Damiani: 'Non è ancora stato all'altezza'

La scelta del cambio di squadra, avvenuta principalmente per motivi economici, non è stata finora fortunata per Elia Viviani.

Il campione olimpico su pista sembra aver pagato il minor supporto ricevuto dalla squadra, nonostante sia stato seguito da due validi gregari come Fabio Sabatini e Simone Consonni, e ha faticato molto più del previsto. Il velocista veronese ha esordito presto e corso molto nella prima parte della stagione - quella che si è conclusa con lo stop causato dall'emergenza sanitaria - ma senza ottenere alcuna vittoria. Ha cominciato in gennaio al Down Under e alle altre corse australiane, ha partecipato poi alla Clasica de Almeria, alla Volta Algarve, alla Parigi-Nizza, centrando al massimo un secondo posto in una tappa della corsa portoghese.

Alla ripresa in agosto si è schierato al via della Route d'Occitanie, battuto da Coquard in volata, e alla Sanremo, dove è rimasto staccato sul Poggio.

Al campionato italiano ha chiuso con un ritiro e al Tour de France è riuscito a sprintare solo nella tappa d'apertura finendo al sesto posto.

La Cofidis puntava molto sulle volate di Viviani, ingaggiato con un ricco contratto e individuato come l'uomo faro della squadra, quello a cui affidarsi per fare il salto di qualità rispetto ad un recente passato piuttosto anonimo.

"È vero che Elia non ha ancora saputo essere all'altezza delle aspettative", ha ammesso il ds della Cofidis Roberto Damiani in un'intervista al giornale belga Het Nieuwsblad, sempre molto attento al Ciclismo.

Una cisti ad un piede per Elia Viviani

Damiani ha anche rivelato che una delle cause della crisi di Viviani è una cisti ad un piede che lo sta condizionando in questo Tour de France in cui non si è ancora espresso al meglio.
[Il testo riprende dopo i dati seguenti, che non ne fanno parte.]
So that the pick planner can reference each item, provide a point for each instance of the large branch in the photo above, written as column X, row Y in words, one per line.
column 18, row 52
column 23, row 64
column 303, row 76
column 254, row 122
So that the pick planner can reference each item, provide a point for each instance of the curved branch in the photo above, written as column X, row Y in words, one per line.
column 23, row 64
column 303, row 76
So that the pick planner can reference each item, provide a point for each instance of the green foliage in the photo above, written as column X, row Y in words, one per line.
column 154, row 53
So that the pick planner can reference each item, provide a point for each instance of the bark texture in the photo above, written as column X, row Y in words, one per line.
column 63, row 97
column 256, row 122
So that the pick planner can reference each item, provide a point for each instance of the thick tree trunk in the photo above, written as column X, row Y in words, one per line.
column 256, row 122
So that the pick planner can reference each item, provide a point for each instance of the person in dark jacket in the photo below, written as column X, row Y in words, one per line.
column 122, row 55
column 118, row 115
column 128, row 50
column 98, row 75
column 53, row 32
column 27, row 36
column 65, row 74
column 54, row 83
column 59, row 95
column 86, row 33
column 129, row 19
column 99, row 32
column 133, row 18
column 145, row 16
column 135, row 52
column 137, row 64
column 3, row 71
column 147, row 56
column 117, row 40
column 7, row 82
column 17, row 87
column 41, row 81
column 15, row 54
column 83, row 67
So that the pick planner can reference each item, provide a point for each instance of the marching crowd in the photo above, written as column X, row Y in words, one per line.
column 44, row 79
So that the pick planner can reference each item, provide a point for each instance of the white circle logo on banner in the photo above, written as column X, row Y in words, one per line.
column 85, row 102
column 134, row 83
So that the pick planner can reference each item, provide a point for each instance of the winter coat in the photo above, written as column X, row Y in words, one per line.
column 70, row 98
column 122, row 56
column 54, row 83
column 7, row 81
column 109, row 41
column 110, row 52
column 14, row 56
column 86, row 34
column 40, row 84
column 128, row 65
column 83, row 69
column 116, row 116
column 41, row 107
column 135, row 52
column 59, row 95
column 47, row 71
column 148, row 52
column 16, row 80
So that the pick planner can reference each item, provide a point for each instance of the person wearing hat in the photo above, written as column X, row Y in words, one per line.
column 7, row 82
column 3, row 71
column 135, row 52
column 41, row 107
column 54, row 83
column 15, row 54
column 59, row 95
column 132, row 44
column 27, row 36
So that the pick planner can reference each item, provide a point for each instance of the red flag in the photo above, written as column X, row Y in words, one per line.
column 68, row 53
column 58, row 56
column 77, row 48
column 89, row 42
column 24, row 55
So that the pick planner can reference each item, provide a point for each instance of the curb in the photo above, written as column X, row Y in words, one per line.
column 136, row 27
Il tecnico della Cofidis si è però detto fiducioso delle possibilità del suo corridore nel prosieguo della corsa, invitando a fare un bilancio solo a Parigi.

"Nella prima tappa ha fatto una buona volata e ci sono ancora molte opportunità in arrivo. Non possiamo incolpare Elia, è molto professionale, fa del suo meglio", ha commentato Damiani, che ha parlato anche dell'esclusione a sorpresa di Fabio Sabatini dalla squadra per il Tour de France. L'esperto corridore italiano era arrivato in Cofidis per essere l'apripista ideale per Viviani e invece nell'appuntamento più importante della stagione non è stato convocato per una scelta tecnica.

L'esclusione di Sabatini ha suscitato molti commenti nell'ambiente del ciclismo, facendo ipotizzare qualche problema tra Viviani e la squadra, anche a causa degli scarsi risultati ottenuti nella prima parte della stagione.

Damiani si è limitato ad ammettere che "avremmo voluto portare Sabatini, ma abbiamo dovuto fare delle scelte".